There we have it, simple to calculate and can now be used to critique the model. For example, we could fit another Hawkes model with a different kernel, calculate the DIC using the new samples and compare the values, the better fitting model will have a lower DIC value.

Bonus: Multithreading

using BenchmarkTools

The above function for calculating the posterior across the parameter samples can be easily parallelised in Julia 1.5 with some multithreading.

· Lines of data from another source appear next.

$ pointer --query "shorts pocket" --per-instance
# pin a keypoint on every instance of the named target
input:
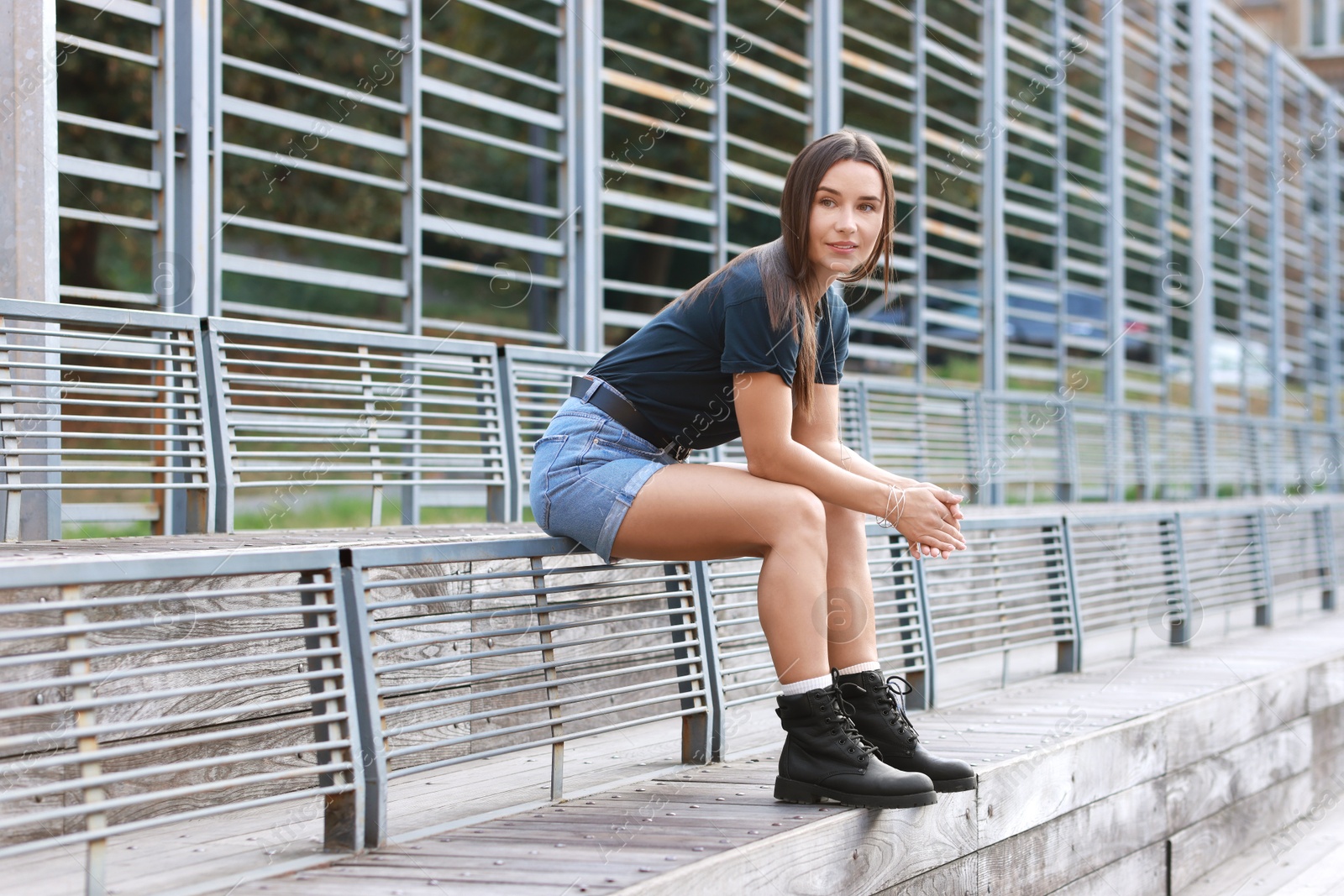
(546, 452)
(625, 446)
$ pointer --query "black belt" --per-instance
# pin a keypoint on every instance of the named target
(618, 407)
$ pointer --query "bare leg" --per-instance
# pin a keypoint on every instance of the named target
(711, 511)
(851, 618)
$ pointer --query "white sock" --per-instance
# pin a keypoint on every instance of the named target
(806, 685)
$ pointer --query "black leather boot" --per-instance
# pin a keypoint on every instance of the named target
(824, 757)
(879, 714)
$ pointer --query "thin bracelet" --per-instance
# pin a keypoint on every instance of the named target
(895, 496)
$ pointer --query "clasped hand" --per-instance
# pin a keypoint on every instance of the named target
(927, 519)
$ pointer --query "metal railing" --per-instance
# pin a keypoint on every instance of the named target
(102, 403)
(143, 680)
(176, 416)
(1070, 181)
(156, 688)
(304, 407)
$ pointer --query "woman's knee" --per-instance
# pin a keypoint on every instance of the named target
(799, 516)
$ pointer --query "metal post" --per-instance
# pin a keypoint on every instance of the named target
(1068, 654)
(719, 123)
(1200, 217)
(1326, 537)
(214, 406)
(553, 692)
(995, 312)
(1270, 477)
(1332, 305)
(710, 654)
(582, 318)
(1182, 631)
(1265, 613)
(927, 626)
(413, 271)
(365, 703)
(826, 43)
(1115, 24)
(689, 653)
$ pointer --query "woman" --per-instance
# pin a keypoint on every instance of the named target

Giving Julia access to the threads and the decorating the for loop with Threads.@threads will give us an easy speed boost in calculating the values.

To let Julia know you’ve got threads available you’ll need to prefix your Julia startup:

> NUM_JULIA_THREADS=4 julia

To see if it worked then call (in Julia)

Threads.nthreads()

which should print out what ever number you set it too above (or the maximum number of threads you’ve got on your machine).

We can now adapt the posterior function to take advantage of threads.

function posterior_threaded(events::Array{<:Number}, bg::Array{<:Number}, kappa::Array{<:Number}, kernelParam::Array{<:Number}, maxT::Number)
    posteriorVals = Array{Float64}(undef, length(bg))
    Threads.@threads for i in 1:length(bg)
        posteriorVals[i] = posterior(events, bg[i], kappa[i], kernelParam[i], maxT)
    end
    posteriorVals
end

Call both functions to make sure they are compiled then we are ready to benchmark them using the same data that we calculated the DIC with.

posterior(simEvents, bgSamples, kappaSamples, kernelSamples, 1000)
posterior_threaded(simEvents, bgSamples, kappaSamples, kernelSamples, 1000);

And now to benchmark:

benchmarkBasic = @benchmarkable posterior($simEvents, $bgSamples, $kappaSamples, $kernelSamples, $1000)
benchmarkThreaded = @benchmarkable posterior_threaded($simEvents, $bgSamples, $kappaSamples, $kernelSamples, $1000)

benchmarkBasic = run(benchmarkBasic, seconds=300)
benchmarkThreaded = run(benchmarkThreaded, seconds=300)
judge(median(benchmarkThreaded), median(benchmarkBasic))
BenchmarkTools.TrialJudgement: 
  time:   -36.63% => improvement (5.00% tolerance)
  memory: +0.00% => minvariant (1.00% tolerance)

There we have it, using 4 threads instead of just the 1 gives us a 35% time improvement without too much hard work, which is nice.